Por ejemplo, ésta donde afirma que los Derechos Humanos son secundarios con respecto a una entidad divinizada como la "Madre Tierra" que siguiendo las creencias animistas (muy científicas ellas) de su etnia, define como "Pacha Mama".
"Por eso creo que es más importante defender los derechos de la Madre Tierra que defender los derechos humanos. Defender la naturaleza es defender a la humanidad, salvar al hombre", señaló en Copenhague. Y, en una modernización de la ideología comunitaria indigenista, para el mandatario boliviano no hay más salida que acabar con el capitalismo si se quiere salvar a la humanidad.

El socialista científico en su laboratorio de ideas, tras haber invocado mediante la ouija a Marx, Lenin, la Pacha Mama y el espíritu de una costurera que en aquel momento pasaba por allí.



O éstas donde asegura creer que el reciente terremoto en Chile se debe a un enfado de esa figura (Pacha Mama) con la Humanidad (y con el capitalismo, para más señas).

Por si alguien tiene dudas del ejercicio del pensamiento crítico por parte del actual Jefe de Estado de Bolivia, Evo Morales ha querido dejar las cosas claras recientemente. De paso nos ha mostrado su cariz homófobo. Cabe decir que en no pocos movimientos socialistas, la homosexualidad siempre se ha considerado una desviación peligrosa para el Estado. La tendencia actual de la socialdemocracia europea a aumentar y defender los derechos civiles de los homosexuales, es muy reciente. Ese movimiento ideológico es originario de ¿adivinan dónde? De los EE. UU., el "Gran Satán" capitalista, ultraconservador y clasista.

Hace bien poco, en Cuba aún se encarcelaban homosexuales por el mero hecho de serlo. La propaganda socialista siempre ha estado teñida de una pueril visión de orgullo viril, como si uno fuera más macho por ser más revolucionario. Castro y el asesino Ernesto Guevara, el "Che", fomentaron esta visión y se pusieron de ejemplo, pero también en la URSS y en China, la homosexualidad ha sido perseguida en nombre del socialismo más purista.

Concretamente, Evo Morales ha dicho:

"El pollo que comemos está cargado de hormonas femeninas.

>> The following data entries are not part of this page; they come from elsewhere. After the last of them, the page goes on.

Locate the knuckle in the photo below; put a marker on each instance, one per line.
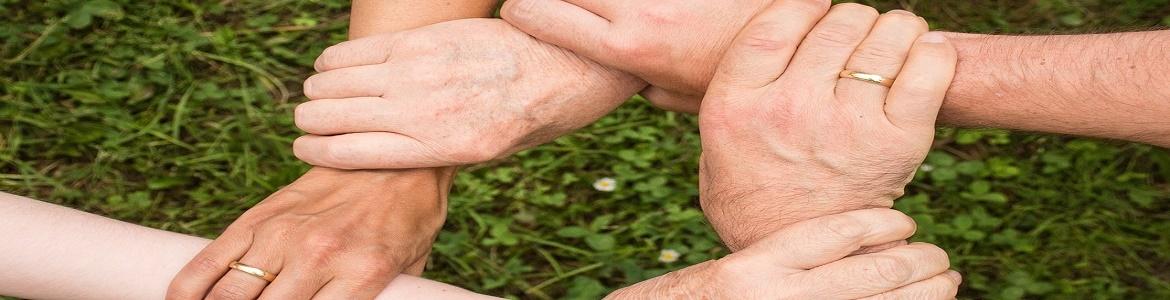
(765, 36)
(934, 253)
(305, 117)
(322, 247)
(328, 59)
(520, 9)
(837, 34)
(309, 88)
(890, 270)
(376, 270)
(663, 14)
(882, 52)
(917, 89)
(229, 291)
(337, 155)
(857, 9)
(630, 49)
(845, 226)
(904, 18)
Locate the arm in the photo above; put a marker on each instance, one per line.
(54, 252)
(1110, 86)
(336, 233)
(1100, 84)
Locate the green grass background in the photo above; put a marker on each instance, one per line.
(178, 115)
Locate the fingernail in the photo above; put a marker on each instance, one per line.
(933, 38)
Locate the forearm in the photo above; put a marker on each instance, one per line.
(1110, 86)
(377, 16)
(54, 252)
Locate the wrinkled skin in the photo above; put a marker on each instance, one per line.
(807, 260)
(451, 94)
(674, 45)
(786, 144)
(330, 234)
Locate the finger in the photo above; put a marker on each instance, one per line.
(198, 277)
(882, 53)
(360, 81)
(360, 52)
(919, 91)
(367, 150)
(670, 101)
(238, 285)
(824, 54)
(821, 240)
(297, 281)
(562, 24)
(763, 49)
(418, 266)
(336, 116)
(871, 274)
(605, 8)
(940, 287)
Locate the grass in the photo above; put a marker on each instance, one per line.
(178, 115)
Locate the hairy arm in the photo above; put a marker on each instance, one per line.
(1108, 86)
(54, 252)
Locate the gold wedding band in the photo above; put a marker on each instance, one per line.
(253, 271)
(868, 77)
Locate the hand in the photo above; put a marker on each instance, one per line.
(673, 45)
(807, 260)
(330, 234)
(451, 94)
(785, 138)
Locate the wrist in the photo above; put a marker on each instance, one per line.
(690, 283)
(743, 218)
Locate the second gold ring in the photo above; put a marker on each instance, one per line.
(253, 271)
(868, 77)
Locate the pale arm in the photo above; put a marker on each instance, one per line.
(1110, 86)
(54, 252)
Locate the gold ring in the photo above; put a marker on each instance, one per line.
(253, 271)
(868, 77)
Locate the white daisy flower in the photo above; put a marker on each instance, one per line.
(668, 256)
(605, 184)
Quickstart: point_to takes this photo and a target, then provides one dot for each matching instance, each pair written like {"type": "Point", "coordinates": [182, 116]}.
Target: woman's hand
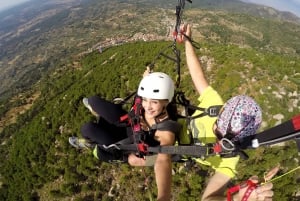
{"type": "Point", "coordinates": [264, 191]}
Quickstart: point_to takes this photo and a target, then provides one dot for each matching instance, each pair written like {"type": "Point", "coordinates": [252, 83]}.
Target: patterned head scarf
{"type": "Point", "coordinates": [241, 117]}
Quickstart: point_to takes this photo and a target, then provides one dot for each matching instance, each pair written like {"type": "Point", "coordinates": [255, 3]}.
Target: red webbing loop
{"type": "Point", "coordinates": [250, 187]}
{"type": "Point", "coordinates": [217, 148]}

Por eso, cuando los hombres comen esos pollos, tienen desviaciones en su ser como hombres",


De paso ha reivindicado una supuesta superioridad alimenticia de los indígenas sobre los habitantes de sociedades industrializadas alegando el ejemplo de la calvicie e ignorando las estadísticas de mortandad infantil, de incidencia de enfermedades y de expectativa de vida.

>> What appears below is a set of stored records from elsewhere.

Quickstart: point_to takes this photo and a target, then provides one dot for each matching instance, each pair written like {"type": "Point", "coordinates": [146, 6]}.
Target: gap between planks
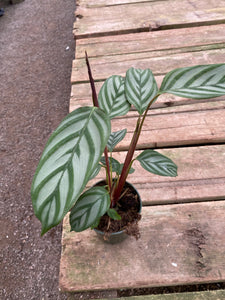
{"type": "Point", "coordinates": [157, 41]}
{"type": "Point", "coordinates": [179, 244]}
{"type": "Point", "coordinates": [201, 176]}
{"type": "Point", "coordinates": [154, 15]}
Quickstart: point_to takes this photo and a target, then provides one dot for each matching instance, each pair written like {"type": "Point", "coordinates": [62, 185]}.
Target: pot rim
{"type": "Point", "coordinates": [121, 231]}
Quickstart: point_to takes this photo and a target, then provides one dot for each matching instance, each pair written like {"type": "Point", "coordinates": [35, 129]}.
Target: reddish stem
{"type": "Point", "coordinates": [127, 163]}
{"type": "Point", "coordinates": [95, 103]}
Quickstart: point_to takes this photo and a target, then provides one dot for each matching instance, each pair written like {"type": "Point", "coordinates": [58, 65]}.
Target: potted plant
{"type": "Point", "coordinates": [73, 153]}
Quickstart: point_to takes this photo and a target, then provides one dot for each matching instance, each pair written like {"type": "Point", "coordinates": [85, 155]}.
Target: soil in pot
{"type": "Point", "coordinates": [128, 207]}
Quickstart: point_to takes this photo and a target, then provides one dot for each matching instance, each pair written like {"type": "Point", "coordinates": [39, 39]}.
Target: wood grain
{"type": "Point", "coordinates": [155, 41]}
{"type": "Point", "coordinates": [147, 16]}
{"type": "Point", "coordinates": [102, 3]}
{"type": "Point", "coordinates": [103, 67]}
{"type": "Point", "coordinates": [205, 295]}
{"type": "Point", "coordinates": [201, 176]}
{"type": "Point", "coordinates": [179, 244]}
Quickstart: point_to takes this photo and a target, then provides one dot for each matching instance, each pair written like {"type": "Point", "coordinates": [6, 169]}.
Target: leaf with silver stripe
{"type": "Point", "coordinates": [140, 88]}
{"type": "Point", "coordinates": [198, 82]}
{"type": "Point", "coordinates": [115, 138]}
{"type": "Point", "coordinates": [69, 159]}
{"type": "Point", "coordinates": [157, 163]}
{"type": "Point", "coordinates": [112, 98]}
{"type": "Point", "coordinates": [93, 204]}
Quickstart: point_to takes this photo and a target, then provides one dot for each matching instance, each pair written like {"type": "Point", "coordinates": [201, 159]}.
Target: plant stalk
{"type": "Point", "coordinates": [95, 103]}
{"type": "Point", "coordinates": [130, 154]}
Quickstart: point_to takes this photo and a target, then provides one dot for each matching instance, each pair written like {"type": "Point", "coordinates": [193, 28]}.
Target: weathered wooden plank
{"type": "Point", "coordinates": [205, 295]}
{"type": "Point", "coordinates": [173, 40]}
{"type": "Point", "coordinates": [103, 67]}
{"type": "Point", "coordinates": [147, 16]}
{"type": "Point", "coordinates": [201, 176]}
{"type": "Point", "coordinates": [102, 3]}
{"type": "Point", "coordinates": [175, 129]}
{"type": "Point", "coordinates": [81, 96]}
{"type": "Point", "coordinates": [179, 244]}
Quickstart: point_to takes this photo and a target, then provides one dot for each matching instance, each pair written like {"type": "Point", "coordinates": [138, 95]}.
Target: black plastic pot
{"type": "Point", "coordinates": [116, 237]}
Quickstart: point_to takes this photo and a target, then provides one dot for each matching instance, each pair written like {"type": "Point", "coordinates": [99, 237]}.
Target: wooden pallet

"La calvicie, que parece normal, es una enfermedad en Europa, casi todos son calvos. Y es por las cosas que comen. Mientras, en los pueblos indígenas no hay calvos, porque comemos otras cosas",


Toda una demostración de ignorancia científica y patrioterismo cutre, muy similar al que durante el franquismo pretendía convencernos a los españoles de que vivíamos en el mejor país del mundo y que "España es lo mejor" porque sí, porque hemos sido elegidos para nacer en el mejor sitio posible.

Este es el rigor científico del socialismo actual, más onagro que el padecido desde hace siglo y medio.